[squeak-dev] [Pharo-dev] Why do we have SmallDictionary?

Fri Jun 8 07:37:21 UTC 2018

On 8 Jun 2018, at 9:30, Max Leske wrote:

> (Sorry, hit send accidentally).
>
>
> On 8 Jun 2018, at 9:02, Marcus Denker wrote:
>
>>> On 8 Jun 2018, at 08:46, Max Leske <maxleske at gmail.com> wrote:
>>>
>>> Hi,
>>>
>>> I was messing around with SmallDictionary when I suddenly realised 
>>> that I can't find a single reason to use it over a normal 
>>> Dictionary.
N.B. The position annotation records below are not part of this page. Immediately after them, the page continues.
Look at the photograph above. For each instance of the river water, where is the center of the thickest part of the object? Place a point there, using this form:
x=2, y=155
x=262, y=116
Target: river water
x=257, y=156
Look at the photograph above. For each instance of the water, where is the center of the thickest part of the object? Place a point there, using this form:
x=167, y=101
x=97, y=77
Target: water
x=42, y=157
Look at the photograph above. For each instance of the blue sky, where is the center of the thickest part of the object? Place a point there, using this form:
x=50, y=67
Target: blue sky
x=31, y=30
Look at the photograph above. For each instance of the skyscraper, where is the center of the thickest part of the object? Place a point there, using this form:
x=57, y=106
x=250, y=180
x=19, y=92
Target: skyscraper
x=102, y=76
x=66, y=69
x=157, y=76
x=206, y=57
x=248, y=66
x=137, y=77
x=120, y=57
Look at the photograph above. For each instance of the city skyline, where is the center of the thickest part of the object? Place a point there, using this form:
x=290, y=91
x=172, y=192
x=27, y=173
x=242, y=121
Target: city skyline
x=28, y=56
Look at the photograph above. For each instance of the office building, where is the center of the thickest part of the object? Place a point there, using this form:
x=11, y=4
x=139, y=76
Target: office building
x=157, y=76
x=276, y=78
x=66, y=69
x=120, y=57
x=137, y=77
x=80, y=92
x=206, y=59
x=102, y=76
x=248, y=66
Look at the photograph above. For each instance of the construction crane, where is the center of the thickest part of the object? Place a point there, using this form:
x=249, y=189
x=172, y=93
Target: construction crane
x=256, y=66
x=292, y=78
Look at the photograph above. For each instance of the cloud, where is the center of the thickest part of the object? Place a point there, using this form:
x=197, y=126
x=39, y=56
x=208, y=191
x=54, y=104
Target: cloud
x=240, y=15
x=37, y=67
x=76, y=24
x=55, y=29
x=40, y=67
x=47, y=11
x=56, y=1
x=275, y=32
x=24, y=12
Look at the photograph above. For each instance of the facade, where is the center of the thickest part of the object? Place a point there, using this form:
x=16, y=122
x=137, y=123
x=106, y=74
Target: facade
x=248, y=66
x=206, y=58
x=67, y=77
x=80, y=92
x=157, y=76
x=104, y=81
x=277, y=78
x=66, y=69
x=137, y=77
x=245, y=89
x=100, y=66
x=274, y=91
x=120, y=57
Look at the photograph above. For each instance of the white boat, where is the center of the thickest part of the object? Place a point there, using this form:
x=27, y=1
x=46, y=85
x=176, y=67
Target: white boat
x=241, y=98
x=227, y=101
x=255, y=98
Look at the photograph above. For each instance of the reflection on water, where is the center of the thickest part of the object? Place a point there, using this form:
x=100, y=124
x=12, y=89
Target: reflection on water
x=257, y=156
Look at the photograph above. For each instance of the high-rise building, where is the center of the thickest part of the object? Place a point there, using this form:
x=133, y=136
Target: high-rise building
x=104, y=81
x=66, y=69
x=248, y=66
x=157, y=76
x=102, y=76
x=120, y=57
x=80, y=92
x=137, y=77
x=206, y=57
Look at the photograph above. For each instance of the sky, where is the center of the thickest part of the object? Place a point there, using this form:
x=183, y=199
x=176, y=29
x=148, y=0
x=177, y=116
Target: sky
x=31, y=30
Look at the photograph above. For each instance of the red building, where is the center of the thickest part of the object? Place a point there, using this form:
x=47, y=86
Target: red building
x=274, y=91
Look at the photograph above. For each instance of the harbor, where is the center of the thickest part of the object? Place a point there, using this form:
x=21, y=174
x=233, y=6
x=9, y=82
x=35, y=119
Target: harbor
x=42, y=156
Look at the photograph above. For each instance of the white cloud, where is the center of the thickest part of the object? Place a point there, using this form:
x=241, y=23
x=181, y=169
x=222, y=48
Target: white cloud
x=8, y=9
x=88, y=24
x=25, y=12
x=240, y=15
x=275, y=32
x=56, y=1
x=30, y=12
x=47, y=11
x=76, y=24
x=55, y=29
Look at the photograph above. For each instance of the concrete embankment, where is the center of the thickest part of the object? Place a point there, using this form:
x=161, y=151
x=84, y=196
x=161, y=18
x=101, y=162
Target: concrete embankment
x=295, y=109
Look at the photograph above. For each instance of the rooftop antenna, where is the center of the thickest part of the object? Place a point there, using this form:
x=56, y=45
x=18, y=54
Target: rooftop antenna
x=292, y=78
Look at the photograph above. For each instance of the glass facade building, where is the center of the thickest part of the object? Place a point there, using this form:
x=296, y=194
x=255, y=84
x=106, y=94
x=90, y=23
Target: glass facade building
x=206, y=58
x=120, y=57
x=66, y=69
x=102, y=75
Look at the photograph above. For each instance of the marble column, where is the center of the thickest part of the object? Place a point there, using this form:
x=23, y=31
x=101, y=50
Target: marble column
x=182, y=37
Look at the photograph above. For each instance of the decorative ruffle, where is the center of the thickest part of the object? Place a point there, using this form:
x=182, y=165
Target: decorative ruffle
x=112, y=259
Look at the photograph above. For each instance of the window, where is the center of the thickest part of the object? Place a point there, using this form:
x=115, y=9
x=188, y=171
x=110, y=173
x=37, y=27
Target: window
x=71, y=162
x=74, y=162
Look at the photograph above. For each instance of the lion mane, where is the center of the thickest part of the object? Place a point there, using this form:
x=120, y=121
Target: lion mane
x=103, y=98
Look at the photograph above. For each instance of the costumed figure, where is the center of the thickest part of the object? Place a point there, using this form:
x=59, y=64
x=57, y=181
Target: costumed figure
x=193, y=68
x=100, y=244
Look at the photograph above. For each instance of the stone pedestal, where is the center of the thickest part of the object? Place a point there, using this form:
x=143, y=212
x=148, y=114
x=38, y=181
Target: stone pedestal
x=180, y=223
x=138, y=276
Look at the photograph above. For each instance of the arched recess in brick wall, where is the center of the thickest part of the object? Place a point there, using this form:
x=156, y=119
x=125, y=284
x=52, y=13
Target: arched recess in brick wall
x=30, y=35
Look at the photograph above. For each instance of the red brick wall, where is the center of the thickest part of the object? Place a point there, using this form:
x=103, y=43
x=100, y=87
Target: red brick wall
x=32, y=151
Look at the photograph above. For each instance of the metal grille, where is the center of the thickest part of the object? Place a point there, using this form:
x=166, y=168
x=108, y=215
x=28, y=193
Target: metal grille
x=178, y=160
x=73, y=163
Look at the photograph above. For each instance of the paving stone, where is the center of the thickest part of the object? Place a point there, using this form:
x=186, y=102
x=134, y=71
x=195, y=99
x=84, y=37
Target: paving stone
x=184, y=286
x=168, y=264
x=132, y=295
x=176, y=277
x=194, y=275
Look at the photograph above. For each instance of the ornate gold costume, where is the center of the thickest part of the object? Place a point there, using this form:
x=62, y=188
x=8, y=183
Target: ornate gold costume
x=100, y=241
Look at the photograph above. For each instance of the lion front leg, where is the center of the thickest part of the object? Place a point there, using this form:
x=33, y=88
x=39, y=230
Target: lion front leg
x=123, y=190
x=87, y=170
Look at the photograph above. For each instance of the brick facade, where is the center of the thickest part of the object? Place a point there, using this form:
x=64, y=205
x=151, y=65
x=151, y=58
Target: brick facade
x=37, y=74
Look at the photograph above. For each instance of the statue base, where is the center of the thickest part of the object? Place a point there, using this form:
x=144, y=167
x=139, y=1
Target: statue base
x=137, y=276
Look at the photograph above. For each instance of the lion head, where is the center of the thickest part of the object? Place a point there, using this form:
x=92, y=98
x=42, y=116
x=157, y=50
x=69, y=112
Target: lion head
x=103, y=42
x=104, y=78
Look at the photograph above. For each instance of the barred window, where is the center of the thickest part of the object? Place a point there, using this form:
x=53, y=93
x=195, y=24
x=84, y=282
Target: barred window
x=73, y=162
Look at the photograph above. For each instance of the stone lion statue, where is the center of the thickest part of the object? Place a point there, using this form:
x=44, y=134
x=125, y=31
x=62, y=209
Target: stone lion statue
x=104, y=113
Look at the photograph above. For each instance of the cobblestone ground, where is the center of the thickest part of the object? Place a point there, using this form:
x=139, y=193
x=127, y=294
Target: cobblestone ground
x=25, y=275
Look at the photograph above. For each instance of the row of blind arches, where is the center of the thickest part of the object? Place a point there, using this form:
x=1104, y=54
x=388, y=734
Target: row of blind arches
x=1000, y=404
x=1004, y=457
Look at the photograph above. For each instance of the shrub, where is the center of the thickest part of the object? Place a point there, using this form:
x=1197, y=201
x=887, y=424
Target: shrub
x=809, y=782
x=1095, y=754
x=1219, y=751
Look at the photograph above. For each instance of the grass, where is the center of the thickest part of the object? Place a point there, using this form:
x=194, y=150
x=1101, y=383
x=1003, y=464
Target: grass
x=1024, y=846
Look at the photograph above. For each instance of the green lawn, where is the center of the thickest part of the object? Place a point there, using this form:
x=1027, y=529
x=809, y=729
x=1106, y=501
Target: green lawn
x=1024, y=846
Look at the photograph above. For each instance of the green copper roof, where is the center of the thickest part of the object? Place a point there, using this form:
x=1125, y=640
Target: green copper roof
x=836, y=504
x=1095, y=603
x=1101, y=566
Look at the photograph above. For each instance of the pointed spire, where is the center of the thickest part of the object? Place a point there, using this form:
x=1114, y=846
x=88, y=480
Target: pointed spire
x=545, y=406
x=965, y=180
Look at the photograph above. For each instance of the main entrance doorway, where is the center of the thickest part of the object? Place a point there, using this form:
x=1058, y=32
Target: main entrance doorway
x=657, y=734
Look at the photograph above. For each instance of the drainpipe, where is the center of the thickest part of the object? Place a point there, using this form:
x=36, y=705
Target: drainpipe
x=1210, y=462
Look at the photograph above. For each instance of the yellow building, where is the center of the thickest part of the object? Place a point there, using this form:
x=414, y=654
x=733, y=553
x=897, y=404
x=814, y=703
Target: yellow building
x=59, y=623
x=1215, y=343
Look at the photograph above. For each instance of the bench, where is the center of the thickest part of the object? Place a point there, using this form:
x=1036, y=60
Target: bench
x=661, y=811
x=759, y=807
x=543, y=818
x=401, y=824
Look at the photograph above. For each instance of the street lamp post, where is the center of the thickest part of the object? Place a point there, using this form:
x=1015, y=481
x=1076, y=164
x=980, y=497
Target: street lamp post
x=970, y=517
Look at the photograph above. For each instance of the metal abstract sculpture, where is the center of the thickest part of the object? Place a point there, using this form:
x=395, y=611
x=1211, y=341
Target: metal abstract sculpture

While its name and class comment imply that it is 
>>> somehow an optimised Dictionary, I don't see any measurement where 
>>> that actually holds up. The following was run in a Pharo 7 image on 
>>> a recent VM (see below):
>>>
>>> | d |
>>> d := SmallDictionary new.
>>> d sizeInMemory. "24"
>>> [100000 timesRepeat: [
>>> 	1 to: 100 do: [ :i | d at:i put: i] ] ] timeToRun. "0:00:00:05.226"
>>>
>>> [100000 timesRepeat: [
>>> 	d at: 48 ifAbsent: [] ] ] timeToRun. "0:00:00:00.041"
>>>
>>>
>>>
>>> | d |
>>> d := Dictionary new.
>>> d sizeInMemory. "16"
>>> [100000 timesRepeat: [
>>> 	1 to: 100 do: [ :i | d at:i put: i] ] ] timeToRun. "0:00:00:00.385"
>>> [100000 timesRepeat: [
>>> 	d at: 48 ifAbsent: [] ] ] timeToRun.  "0:00:00:00.006"
>>>
>>>
>> can you try with <10 elements?
>
> The results are in!
> Note that I had to increase the repetitions by a factor or 100.
>
>
> | d |
> d := SmallDictionary new.
> [10000000 timesRepeat: [
> 	1 to: 5 do: [ :i | d at:i put: i] ] ] timeToRun. "0:00:00:02.532"
>
> [10000000 timesRepeat: [
> 	d at: 4 ifAbsent: [] ] ] timeToRun.  "0:00:00:00.686"
>
>
>
> | d |
> d := Dictionary new.
> [10000000 timesRepeat: [
> 	1 to: 5 do: [ :i | d at:i put: i] ] ] timeToRun. "0:00:00:02.102"
>
> [10000000 timesRepeat: [
> 	d at: 4 ifAbsent: [] ] ] timeToRun. "0:00:00:00.567"
>
>
> So SmallDictionary is indeed very fast for only few elements. Once the 
> SmallDictionary has to grow its performance decreases rapidly, or at 
> least the grow operation takes a long time.
> Dictionary still outperforms SmallDictionary though, so I guess the 
> only reason left is space efficency.
>
>
>>>
>>> Is anyone aware of a reason for hanging on to SmallDictionary? I'm 
>>> also curious to know how SmallDictionary came to be. There must have 
>>> been some advantage over Dictionary at some point in the past.
>>>
>> It came from RB… the idea was that there are (in the Refactoring 
>> engine) a lot of very small dictionaries with <10 elements.
>> The idea is that for such dictionaries, the overhead of hashing was 
>> higher than just linear search.
>>
>> I am sure I did a benchmark back then, but of course this could have 
>> changed in the meantime.
>>
>> It would be nice to redo the benchmark.

That would be very nice, as I just realised, that the type of object 
used as key has an effect on the hashing time... There are a lot of 
variables here, unfortunately.

Max

>>
>> For size: does #sizeInMemory take the internal data into account? e.g 
>> for Dictionary there is an Array that contains Associations, you need 
>> to count those, too.
>
> No, I didn't check for that initially. When I did, it became apparent 
> that the larger the dictionary the more space you save with 
> SmallDictionary.
>
>>
>> In the end this is a hack anyway: if needed Dictionary could do 
>> things like this transparently… without the user having to decide. 
>> And the question is if this is not just a bad side effect of the 
>> particular implementation.
>
> Good point. Sounds like what Stefan Marr wrote in the paper where he 
> performed a field study of collection libraries ;)
>
> Max
>
>>
>> 	Marcus